Le petit village possède une curiosité très particulière, hormis son église
médiévale. En effet, suivant une tradition remontant aux années 1900, les
habitants de Termes taillent les buis bordant les routes menant au village,
formant ainsi des sculptures géométriques, des animaux divers... ce qu'on ne
s'attend pas du tout à découvrir ici, en plein coeur des Corbières sauvages
!
Mais revenons à notre château ! La première mention
connue remonte à l'an 1110, alors que la seigneurie de Termes dépendait des
vicomtes de Carcassonne et de l'abbaye de Lagrasse, avec qui les relations
étaient plutôt tendues. Simon de Montfort assiégea la forteresse pendant l'été
1210, affrontant ainsi directement Raymond de Termes, un des seigneurs occitans
les plus puissants et les plus aimés. Le siège dura 4 mois, et le château imprenable ne se
rendit que par manque d'eau ! L'histoire raconte d'ailleurs qu'au moment de la
reddition, un violent orage s'abattit sur les Corbières, et remplit
miraculeusement les citernes du château. Les assiégés, croyant en leur bonne étoile, rompirent
alors les négociations avec les Français. Mais les nombreux rats morts dans les
cuves contaminèrent l'eau, provoquant une terrible dysenterie parmi la
population de la forteresse. Les soldats fuirent de nuit par des souterrains,
laissant les femmes, les enfants et les vieillards aux mains des
assiégeants. Raymond de Termes lui même fut capturé quelque temps
plus tard, et mourrut dans les geoles de Carcassonne. Termes passa à Alain de
Roucy, compagnon de Simon de Montfort .
La chute de Termes eut un retentissement phénoménal
dans toute l'Occitanie. Outre une victoire militaire, les Français remportaient
là une grande victoire psychologique sur les méridionaux et les
Cathares.
Le château fut encore quelques années le théâtre de
luttes sporadiques, mais devint définitivement possession royale en 1228. Bien
plus tard, en 1652, Richelieu ordonna l'abandon et la démolition des
fortifications, l'Espagne proche ne représentant plus un danger. Les murailles
furent détruites à l'explosif en 1653 et 1654. Enfin, Termes fut déclaré Monument Historique en
1989.
Evidemment, avec le traitement qu'il eut à subir à
cause de Richelieu, et les outrages des siècles, il ne reste plus grand chose de
l'impressionnante citadelle médiévale. Une grande partie des murs est enfouie
dans la végétation, en particulier la première ligne de remparts.

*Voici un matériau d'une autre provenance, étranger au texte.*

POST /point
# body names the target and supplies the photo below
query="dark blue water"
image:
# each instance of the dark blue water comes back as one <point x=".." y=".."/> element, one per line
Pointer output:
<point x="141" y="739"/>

On pénètre dans la cour intérieure par une longue
rampe d'accès. On devine encore les divers bâtiments qui la composaient, les
dépendences, les latrines, les citernes, la chapelle et sa célèbre fenêtre
cruciforme. En revanche, il ne reste rien de l'ancienne Tour de
l'Hommage, le donjon qui en imposait à toute la région !
Quoi qu'il en soit, le site de Termes vaut largement
une visite, ne serait-ce que pour ses paysages grandioses, la vue sur les Hautes
Corbières, ces terres âpres et sauvages, ce chaos de pentes rocailleuses, qui
s'étendent à perte de vue autour de la citadelle.